Yaban mersini (Bilberry)
Bitkisel ilaçlar arasında özellikle göz fonksiyonlarını desteklediği düşünülen “Bilberry” (Vaccinum myrtillus) meyvaları antosiyaninler ve flavonoitler gibi fenolik bileşikler bakımından zengin. Ayrıca A vitamini aktivitesine sahip karotenoitler taşıyor. Bilhassa Uzak-doğu ve İngiltere’de “gece görüşünü kuvvetlendirdiğine” inanılıyor. İnanılıyor diyorum, çünkü bu konudaki çalışmalar net bir sonuç ortaya koyamıyor. Ufak çapta bazı çalışmalar ile ileri sürülen etkinlik bilimsel çalışmalar ile gözlenememiş. Ancak konuya bilimsel açıdan yaklaşıldığında, bu tip bir olumlu etkinin tespit edilebilmesi oldukça zor görülüyor. Yani net bir şekilde etkili veya etkisiz diye sonuç çıkarmak pek mümkün değil. Bazı kaynaklarda ikinci dünya savaşında gece bombalamaya çıkan İngiliz pilotlarının, infra-red görüş olanaklarının bulunmadığı o dönemlerde, gece hedefi iyi görebilmek için bilberry kullandıkları bilgisi yer alıyor. Yapılan çalışmalar bitkinin meyvalarının, zengin antosiyanin ve karotenoit içeriği nedeniyle, kuvvetli antioksidan etkisi bulunduğunu ortaya koyuyor. Bence en azından genel bir antioksidan olarak, ara sıra ve miktarı abartılmadan kullanılmasında bir sakınca yok.

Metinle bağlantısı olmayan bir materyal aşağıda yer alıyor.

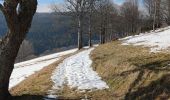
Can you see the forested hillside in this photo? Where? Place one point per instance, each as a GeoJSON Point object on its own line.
{"type": "Point", "coordinates": [48, 31]}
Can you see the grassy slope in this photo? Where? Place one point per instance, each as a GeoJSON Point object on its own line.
{"type": "Point", "coordinates": [132, 72]}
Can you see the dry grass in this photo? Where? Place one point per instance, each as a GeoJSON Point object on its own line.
{"type": "Point", "coordinates": [131, 71]}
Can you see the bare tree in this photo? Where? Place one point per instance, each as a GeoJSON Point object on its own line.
{"type": "Point", "coordinates": [18, 15]}
{"type": "Point", "coordinates": [78, 8]}
{"type": "Point", "coordinates": [130, 12]}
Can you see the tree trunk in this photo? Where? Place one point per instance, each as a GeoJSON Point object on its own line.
{"type": "Point", "coordinates": [80, 39]}
{"type": "Point", "coordinates": [90, 43]}
{"type": "Point", "coordinates": [154, 19]}
{"type": "Point", "coordinates": [18, 23]}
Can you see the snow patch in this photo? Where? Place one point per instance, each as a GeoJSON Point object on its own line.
{"type": "Point", "coordinates": [157, 41]}
{"type": "Point", "coordinates": [76, 72]}
{"type": "Point", "coordinates": [25, 69]}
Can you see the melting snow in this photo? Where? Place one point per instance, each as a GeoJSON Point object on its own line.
{"type": "Point", "coordinates": [25, 69]}
{"type": "Point", "coordinates": [76, 72]}
{"type": "Point", "coordinates": [157, 41]}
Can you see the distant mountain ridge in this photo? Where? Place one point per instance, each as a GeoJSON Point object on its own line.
{"type": "Point", "coordinates": [48, 31]}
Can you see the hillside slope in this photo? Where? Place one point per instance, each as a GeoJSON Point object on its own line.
{"type": "Point", "coordinates": [134, 68]}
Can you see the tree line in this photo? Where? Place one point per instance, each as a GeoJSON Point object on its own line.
{"type": "Point", "coordinates": [112, 21]}
{"type": "Point", "coordinates": [90, 16]}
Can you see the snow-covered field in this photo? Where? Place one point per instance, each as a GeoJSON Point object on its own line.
{"type": "Point", "coordinates": [76, 72]}
{"type": "Point", "coordinates": [157, 41]}
{"type": "Point", "coordinates": [25, 69]}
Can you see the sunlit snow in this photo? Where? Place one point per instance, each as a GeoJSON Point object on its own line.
{"type": "Point", "coordinates": [156, 41]}
{"type": "Point", "coordinates": [25, 69]}
{"type": "Point", "coordinates": [76, 72]}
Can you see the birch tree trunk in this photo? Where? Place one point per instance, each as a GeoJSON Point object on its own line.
{"type": "Point", "coordinates": [18, 22]}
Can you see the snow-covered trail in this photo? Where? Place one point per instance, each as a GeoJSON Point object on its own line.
{"type": "Point", "coordinates": [156, 41]}
{"type": "Point", "coordinates": [25, 69]}
{"type": "Point", "coordinates": [76, 72]}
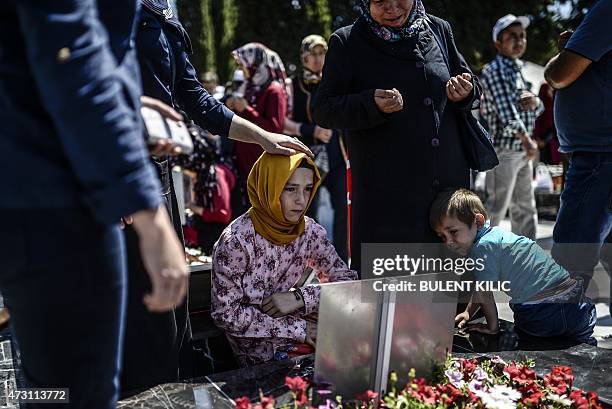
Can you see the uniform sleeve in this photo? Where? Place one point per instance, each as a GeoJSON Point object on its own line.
{"type": "Point", "coordinates": [271, 116]}
{"type": "Point", "coordinates": [97, 122]}
{"type": "Point", "coordinates": [328, 265]}
{"type": "Point", "coordinates": [202, 107]}
{"type": "Point", "coordinates": [230, 310]}
{"type": "Point", "coordinates": [335, 105]}
{"type": "Point", "coordinates": [593, 38]}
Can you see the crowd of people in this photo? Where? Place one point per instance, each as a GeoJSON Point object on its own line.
{"type": "Point", "coordinates": [100, 239]}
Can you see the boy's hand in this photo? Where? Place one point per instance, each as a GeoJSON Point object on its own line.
{"type": "Point", "coordinates": [483, 328]}
{"type": "Point", "coordinates": [311, 333]}
{"type": "Point", "coordinates": [280, 304]}
{"type": "Point", "coordinates": [462, 319]}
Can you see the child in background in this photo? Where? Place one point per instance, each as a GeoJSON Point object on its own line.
{"type": "Point", "coordinates": [546, 301]}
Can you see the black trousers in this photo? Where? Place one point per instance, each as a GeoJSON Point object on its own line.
{"type": "Point", "coordinates": [158, 347]}
{"type": "Point", "coordinates": [335, 183]}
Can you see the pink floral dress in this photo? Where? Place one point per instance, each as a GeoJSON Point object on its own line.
{"type": "Point", "coordinates": [248, 268]}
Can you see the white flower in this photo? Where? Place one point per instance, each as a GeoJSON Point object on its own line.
{"type": "Point", "coordinates": [499, 397]}
{"type": "Point", "coordinates": [480, 374]}
{"type": "Point", "coordinates": [563, 400]}
{"type": "Point", "coordinates": [475, 386]}
{"type": "Point", "coordinates": [455, 378]}
{"type": "Point", "coordinates": [503, 392]}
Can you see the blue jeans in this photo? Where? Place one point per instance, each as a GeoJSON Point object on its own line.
{"type": "Point", "coordinates": [584, 222]}
{"type": "Point", "coordinates": [573, 321]}
{"type": "Point", "coordinates": [63, 278]}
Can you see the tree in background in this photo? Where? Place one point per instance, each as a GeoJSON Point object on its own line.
{"type": "Point", "coordinates": [218, 26]}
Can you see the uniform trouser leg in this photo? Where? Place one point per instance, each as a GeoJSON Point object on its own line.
{"type": "Point", "coordinates": [500, 184]}
{"type": "Point", "coordinates": [335, 182]}
{"type": "Point", "coordinates": [63, 275]}
{"type": "Point", "coordinates": [523, 212]}
{"type": "Point", "coordinates": [584, 221]}
{"type": "Point", "coordinates": [509, 186]}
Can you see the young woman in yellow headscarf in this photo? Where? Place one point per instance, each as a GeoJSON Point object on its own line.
{"type": "Point", "coordinates": [260, 258]}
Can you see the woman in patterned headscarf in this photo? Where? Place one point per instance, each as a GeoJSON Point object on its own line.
{"type": "Point", "coordinates": [386, 81]}
{"type": "Point", "coordinates": [262, 98]}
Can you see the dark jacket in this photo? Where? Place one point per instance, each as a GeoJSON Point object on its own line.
{"type": "Point", "coordinates": [399, 161]}
{"type": "Point", "coordinates": [167, 73]}
{"type": "Point", "coordinates": [69, 88]}
{"type": "Point", "coordinates": [303, 98]}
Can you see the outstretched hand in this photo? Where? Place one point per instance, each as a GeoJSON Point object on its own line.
{"type": "Point", "coordinates": [280, 144]}
{"type": "Point", "coordinates": [459, 87]}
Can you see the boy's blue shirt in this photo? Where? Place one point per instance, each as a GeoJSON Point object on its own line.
{"type": "Point", "coordinates": [517, 259]}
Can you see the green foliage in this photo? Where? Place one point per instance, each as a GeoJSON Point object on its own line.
{"type": "Point", "coordinates": [219, 26]}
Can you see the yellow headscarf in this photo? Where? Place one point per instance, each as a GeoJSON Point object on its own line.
{"type": "Point", "coordinates": [266, 182]}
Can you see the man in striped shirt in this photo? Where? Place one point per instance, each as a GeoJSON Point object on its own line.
{"type": "Point", "coordinates": [510, 109]}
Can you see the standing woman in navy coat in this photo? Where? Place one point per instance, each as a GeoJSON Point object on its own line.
{"type": "Point", "coordinates": [157, 347]}
{"type": "Point", "coordinates": [386, 83]}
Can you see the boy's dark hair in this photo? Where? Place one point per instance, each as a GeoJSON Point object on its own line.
{"type": "Point", "coordinates": [460, 203]}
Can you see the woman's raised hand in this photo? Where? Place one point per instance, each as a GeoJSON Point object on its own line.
{"type": "Point", "coordinates": [459, 87]}
{"type": "Point", "coordinates": [388, 100]}
{"type": "Point", "coordinates": [280, 304]}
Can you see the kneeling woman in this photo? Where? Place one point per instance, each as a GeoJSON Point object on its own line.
{"type": "Point", "coordinates": [262, 255]}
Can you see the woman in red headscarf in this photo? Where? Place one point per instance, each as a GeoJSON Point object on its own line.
{"type": "Point", "coordinates": [261, 99]}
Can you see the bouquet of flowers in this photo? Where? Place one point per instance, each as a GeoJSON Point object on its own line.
{"type": "Point", "coordinates": [459, 383]}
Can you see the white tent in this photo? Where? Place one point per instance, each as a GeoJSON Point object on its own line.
{"type": "Point", "coordinates": [533, 73]}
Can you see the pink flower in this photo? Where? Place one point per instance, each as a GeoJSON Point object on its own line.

Yaşa bağlı makulopati ve diyabetik retinopatinin önlenmesi
Mevcut bilgiler, yaşa bağlı makulopati ve diyabetik retinopatinin önlenmesinde vitamin desteğinin ne derecede etkili olabileceği hususunda net bir bulgu ortaya koyamamaktadır. Ailesinde bu tip olgular görülen fertlerin bu konuda önleyici veya en azından geçiktirici bazı önlemler almaya çalışması yerinde bir düşünce, ancak bilinçsiz bir şekilde kullanılan vitamin formülasyonlarının da yarardan ziyade zarar verebileceği unutulmamalıdır. Bu bakımdan eğer bir vitamin desteği alınmasına karar verdiyseniz, bazı riskleri asgariye indirmek doğru olacaktır. Tek vitamin içeren formülasyonlardan ziyade multivitamin ve mineral kombinasyonlarının tercih edilmesi ve kullanılacak terkipte vitamin ve mineral miktarının uluslararası kurumların veya ülkemizde Sağlık Bakanlığının belirlediği günlük gereksinim sınırlarını aşmamasına dikkat edilmeli. Bilhassa A vitamini kaynağı olarak beta karoten taşıyan formülasyonlar yerine “retinol” halinde içerenler tercih edilmeli. Ayrıca multivitamin kullanımı sırasında “vitamin katkılı tahılların” kullanımından da kaçınılmalı.
Yaşa bağlı kataraktın önlenmesi
Daha öncede belirttiğimiz gibi yaşa bağlı katarakt gelişiminin önlenmesinde multivitamin formülasyonlarının etkili olup olmadığı bilinmemektedir. Bu bakımdan, dengeli olarak besinlerden sağlanacak vitamin ve mineraller en uygunu olmakla beraber, eğer dengeli beslenemediğinizi düşünüyorsanız, yukarıda da belirttiğimiz gibi, günlük gereksinim miktarını aşmayan multivitamin formülasyonlarının belirli aralıklar ile “tedavi kürü” şeklinde uygulanması yararlı olabilir. Bilhassa, beta karoten yerine lutein ve zeaksantin içeren formülasyonlar tercih edilebilir.